Сталин посмотрел на него долгим, тяжёлым взглядом.
— Тогда, Алексей Иннокентьевич, у наших с тобой границ появится новый сосед, куда сильнее прежнего, свежий, не измотанный войной, с армией, что мы толком не знаем, и с намерениями, которые нам ещё предстоит разгадывать. И вот тогда вся эта польская операция, весь этот долгий, кровавый путь, что мы прошли, окажется не завершением войны, а только её первой половиной. Вторая половина, боюсь, будет труднее первой, потому что первую мы вели против врага понятного, а вторую придётся вести против того, чьих карт мы пока толком не видели.
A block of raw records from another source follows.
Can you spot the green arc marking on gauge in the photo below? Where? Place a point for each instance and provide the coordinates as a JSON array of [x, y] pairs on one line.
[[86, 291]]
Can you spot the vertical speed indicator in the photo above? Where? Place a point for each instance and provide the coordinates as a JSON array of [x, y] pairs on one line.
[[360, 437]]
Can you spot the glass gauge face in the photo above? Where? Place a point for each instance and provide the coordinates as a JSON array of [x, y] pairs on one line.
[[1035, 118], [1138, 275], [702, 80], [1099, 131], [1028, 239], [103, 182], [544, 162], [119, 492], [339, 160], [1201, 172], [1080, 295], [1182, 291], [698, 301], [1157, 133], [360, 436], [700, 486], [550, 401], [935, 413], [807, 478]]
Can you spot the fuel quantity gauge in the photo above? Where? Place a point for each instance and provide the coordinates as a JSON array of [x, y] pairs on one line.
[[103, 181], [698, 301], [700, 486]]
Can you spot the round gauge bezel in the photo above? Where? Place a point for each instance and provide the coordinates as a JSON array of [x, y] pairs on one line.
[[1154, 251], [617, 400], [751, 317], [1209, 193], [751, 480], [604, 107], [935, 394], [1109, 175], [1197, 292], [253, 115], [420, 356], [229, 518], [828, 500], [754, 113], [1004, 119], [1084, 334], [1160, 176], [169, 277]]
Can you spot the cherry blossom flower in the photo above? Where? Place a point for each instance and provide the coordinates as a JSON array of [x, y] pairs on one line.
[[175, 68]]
Он замолчал, глядя на карту, где линия фронта в Польше медленно, но неуклонно ползла на запад, и Антонов, стоявший напротив, впервые за долгие месяцы совместной работы увидел на лице Хозяина не привычную уверенность человека, знающего наперёд, чем кончится дело, а нечто похожее на то же самое, что чувствовал сейчас, в тысяче вёрст западнее, растерянный, обманутый немецкий генерал над своей картой: понимание, что впереди лежит не конец пути, а его новое, куда более неясное продолжение.
— Готовь доклад по темпам продвижения, — сказал наконец Сталин, отворачиваясь от карты. — Мне нужны цифры к утру: сколько ещё до полного взятия страны, при каком напряжении сил, и что мы можем выжать сверх обычного, если понадобится спешить сильнее, чем спешили до сих пор. Окно открылось, Алексей Иннокентьевич. Нам грех его не использовать, покуда оно открыто.